Hi,
I am new to transcriptome work - I have 150 bp PE data from two strains, 3 biological reps of each from a HiSeq4000 run. We are planning on doing genome-guided assembly and ultimately DGE analysis.
My data passed in all the FastQC analyses except for failures (red) in ‘per base sequence content’, ‘sequence duplication levels’, & ‘kmer content’ – all of which I have read are not applicable to RNA Seq data. Some level of adapter content is present (yellow coding). The only difference that comes up between samples is related to overrepresented sequences in some samples, & I’ve blasted them against the genome, & they are, indeed, found in the genome.
1) The more I’ve been reading about interpreting FastQC reports, I’m thinking I may not need (much/any?) quality trimming based on the raw sequence FastQC reports. I think the quality is good (for the analyses applicable to RNA Seq data) & that I don’t need quality trimming. Would you agree? I've read that it is better to keep quality trimming to a minimum if possible.

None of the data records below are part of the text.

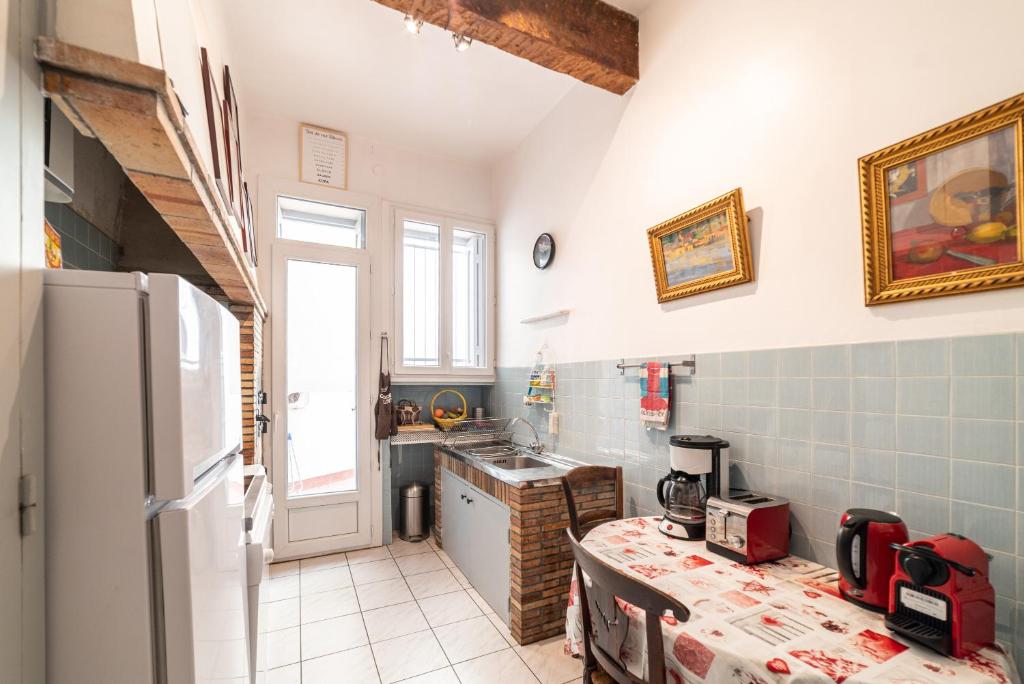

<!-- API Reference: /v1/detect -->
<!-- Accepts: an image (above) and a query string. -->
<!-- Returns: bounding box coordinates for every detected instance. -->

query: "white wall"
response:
[242,111,494,219]
[495,0,1024,366]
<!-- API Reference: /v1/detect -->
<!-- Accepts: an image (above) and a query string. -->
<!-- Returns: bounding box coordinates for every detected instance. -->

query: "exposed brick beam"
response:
[376,0,640,95]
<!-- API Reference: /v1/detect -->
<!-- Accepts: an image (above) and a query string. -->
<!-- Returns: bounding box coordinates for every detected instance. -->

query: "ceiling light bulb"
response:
[406,14,423,34]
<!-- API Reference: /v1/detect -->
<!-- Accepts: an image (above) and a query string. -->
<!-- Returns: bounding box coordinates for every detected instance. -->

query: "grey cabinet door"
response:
[441,470,469,565]
[466,485,511,625]
[441,470,512,625]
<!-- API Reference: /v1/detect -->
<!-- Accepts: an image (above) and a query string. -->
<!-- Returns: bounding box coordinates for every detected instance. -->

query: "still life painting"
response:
[647,188,754,302]
[860,95,1024,305]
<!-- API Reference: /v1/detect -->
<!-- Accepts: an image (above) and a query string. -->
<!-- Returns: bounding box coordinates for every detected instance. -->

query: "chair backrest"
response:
[567,530,690,684]
[562,466,623,539]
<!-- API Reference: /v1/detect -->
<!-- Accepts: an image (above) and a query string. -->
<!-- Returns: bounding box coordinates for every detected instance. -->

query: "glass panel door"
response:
[285,259,358,498]
[271,240,377,558]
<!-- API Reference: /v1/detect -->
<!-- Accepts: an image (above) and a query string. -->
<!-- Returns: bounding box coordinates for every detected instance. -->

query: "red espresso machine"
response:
[886,532,995,657]
[836,508,909,612]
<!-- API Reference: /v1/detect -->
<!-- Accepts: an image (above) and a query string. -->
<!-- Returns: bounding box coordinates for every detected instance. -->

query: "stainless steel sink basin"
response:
[465,444,519,459]
[480,456,552,470]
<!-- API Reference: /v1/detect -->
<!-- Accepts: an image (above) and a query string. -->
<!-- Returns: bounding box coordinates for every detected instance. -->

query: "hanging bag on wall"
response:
[374,335,398,439]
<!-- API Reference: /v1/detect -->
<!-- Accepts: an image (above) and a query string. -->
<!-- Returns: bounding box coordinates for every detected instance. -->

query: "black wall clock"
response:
[534,232,555,268]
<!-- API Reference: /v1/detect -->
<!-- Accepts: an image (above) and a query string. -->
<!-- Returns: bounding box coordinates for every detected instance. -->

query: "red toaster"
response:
[706,489,790,565]
[886,532,995,657]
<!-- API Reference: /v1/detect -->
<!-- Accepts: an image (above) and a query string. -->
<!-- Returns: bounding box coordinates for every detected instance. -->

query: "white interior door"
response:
[0,0,46,684]
[271,240,376,558]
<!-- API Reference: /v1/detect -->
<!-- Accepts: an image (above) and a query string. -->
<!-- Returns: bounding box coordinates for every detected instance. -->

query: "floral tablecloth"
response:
[565,517,1020,684]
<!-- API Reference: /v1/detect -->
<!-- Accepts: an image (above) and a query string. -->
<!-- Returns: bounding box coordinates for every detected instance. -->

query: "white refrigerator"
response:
[44,270,249,684]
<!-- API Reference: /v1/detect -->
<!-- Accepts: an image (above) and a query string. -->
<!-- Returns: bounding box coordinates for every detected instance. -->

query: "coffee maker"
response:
[657,434,729,540]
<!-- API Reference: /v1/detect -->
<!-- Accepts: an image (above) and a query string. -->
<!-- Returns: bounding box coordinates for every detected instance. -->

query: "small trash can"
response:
[398,482,430,542]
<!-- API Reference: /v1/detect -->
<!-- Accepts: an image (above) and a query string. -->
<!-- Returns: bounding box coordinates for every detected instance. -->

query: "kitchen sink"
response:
[481,456,552,470]
[465,444,519,459]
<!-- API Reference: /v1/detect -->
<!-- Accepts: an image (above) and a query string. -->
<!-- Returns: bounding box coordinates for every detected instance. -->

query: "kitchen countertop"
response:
[438,446,586,489]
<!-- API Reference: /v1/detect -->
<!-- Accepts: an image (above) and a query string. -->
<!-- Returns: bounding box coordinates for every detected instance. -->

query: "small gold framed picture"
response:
[647,187,754,302]
[860,94,1024,306]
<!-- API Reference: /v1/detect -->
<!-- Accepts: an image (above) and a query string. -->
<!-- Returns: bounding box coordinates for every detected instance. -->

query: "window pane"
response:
[285,260,358,497]
[278,197,367,249]
[401,220,441,367]
[452,228,487,368]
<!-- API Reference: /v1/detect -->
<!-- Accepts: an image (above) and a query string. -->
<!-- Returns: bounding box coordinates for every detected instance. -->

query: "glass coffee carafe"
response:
[657,471,708,540]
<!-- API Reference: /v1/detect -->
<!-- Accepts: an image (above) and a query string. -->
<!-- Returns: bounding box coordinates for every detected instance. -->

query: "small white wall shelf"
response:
[519,309,572,324]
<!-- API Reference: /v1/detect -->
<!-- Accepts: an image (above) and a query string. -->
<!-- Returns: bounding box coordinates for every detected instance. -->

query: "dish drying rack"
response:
[391,418,512,447]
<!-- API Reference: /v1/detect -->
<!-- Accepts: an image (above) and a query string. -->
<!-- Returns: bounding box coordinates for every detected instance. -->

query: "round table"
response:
[565,517,1020,684]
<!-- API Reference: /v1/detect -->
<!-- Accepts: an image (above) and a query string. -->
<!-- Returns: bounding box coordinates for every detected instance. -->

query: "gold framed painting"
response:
[647,187,754,302]
[859,94,1024,306]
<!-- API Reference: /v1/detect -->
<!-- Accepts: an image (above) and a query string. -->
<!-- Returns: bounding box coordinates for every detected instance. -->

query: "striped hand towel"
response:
[640,361,672,430]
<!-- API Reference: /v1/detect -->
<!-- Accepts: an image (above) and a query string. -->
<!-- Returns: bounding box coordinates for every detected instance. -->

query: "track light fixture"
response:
[404,14,423,35]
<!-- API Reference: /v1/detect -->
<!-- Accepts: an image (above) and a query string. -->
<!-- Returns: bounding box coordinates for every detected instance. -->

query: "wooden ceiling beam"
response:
[376,0,640,95]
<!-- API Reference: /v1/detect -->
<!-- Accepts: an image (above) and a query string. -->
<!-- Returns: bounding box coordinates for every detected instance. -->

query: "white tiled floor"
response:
[265,540,583,684]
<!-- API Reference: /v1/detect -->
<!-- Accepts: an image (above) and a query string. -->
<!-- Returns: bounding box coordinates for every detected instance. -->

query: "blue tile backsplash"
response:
[45,202,121,270]
[486,334,1024,660]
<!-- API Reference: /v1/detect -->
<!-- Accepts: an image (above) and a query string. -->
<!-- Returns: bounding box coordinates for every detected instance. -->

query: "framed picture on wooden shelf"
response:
[299,124,348,189]
[223,65,243,224]
[200,47,231,206]
[242,181,258,268]
[647,187,754,302]
[859,94,1024,306]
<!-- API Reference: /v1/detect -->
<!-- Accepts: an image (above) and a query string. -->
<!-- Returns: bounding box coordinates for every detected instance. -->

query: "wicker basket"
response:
[394,399,423,425]
[430,387,469,430]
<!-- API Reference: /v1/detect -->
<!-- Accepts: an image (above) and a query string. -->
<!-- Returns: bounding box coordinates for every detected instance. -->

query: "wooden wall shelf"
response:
[36,37,266,318]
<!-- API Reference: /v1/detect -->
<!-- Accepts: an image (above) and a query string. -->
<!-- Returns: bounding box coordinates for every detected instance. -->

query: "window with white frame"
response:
[395,209,494,379]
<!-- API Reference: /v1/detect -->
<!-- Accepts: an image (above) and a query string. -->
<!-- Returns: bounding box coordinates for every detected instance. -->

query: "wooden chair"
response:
[562,466,623,540]
[567,530,690,684]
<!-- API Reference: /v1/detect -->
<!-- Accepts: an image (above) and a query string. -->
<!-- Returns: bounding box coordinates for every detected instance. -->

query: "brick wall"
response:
[230,304,263,465]
[434,450,615,644]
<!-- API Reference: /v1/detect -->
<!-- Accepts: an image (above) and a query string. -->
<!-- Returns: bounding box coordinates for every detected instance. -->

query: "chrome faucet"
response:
[509,416,544,454]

2) I do have adapters present in all reads, which means some of the library inserts are small, so I will need to trim to remove adapters. Seems like I’ve seen papers where they say this isn’t necessary? Or maybe it depends on the downstream analyses?
3) Last question – how to decide on a minimum length cut-off. Clearly some of the inserts are small. I am not quite sure how to decide minlen. What is appropriate for 150 bp PE data? In looking at the QC reports, I don’t think anything there helps me decide. Is this true? Is there a commonly accepted minlen used for 150 bp reads?
Thanks!
Quality based trimming should not be needed for most data of a recent vintage. Kits/prep methods are now mature enough.
If your data has some adapter contamination then most aligners will manage those by soft clipping the adapters when they align the data. If you need to do any de novo assembly work you should scan/trim your data.
Ideally you should not have inserts smaller than 150 bp in standard RNAseq libraries but if you do then you can decide what length you want to keep as a minimum (40-50 bp is reasonable). Remember that shorter reads are going to have problems aligning uniquely and would likely not be counted if they multi-map in downstream processing.
Aligners will soft clip adapters while mapping, but maybe they will mess up assembly?
I did say in my comment above
Adapters are present in all reads? All of your sequences are so short they read through to the other side?
No, not all sequences. Assuming the Y axis label on the adapter content graph in FastQC is % of sequences, it runs around a maximum of 10% that have adapters.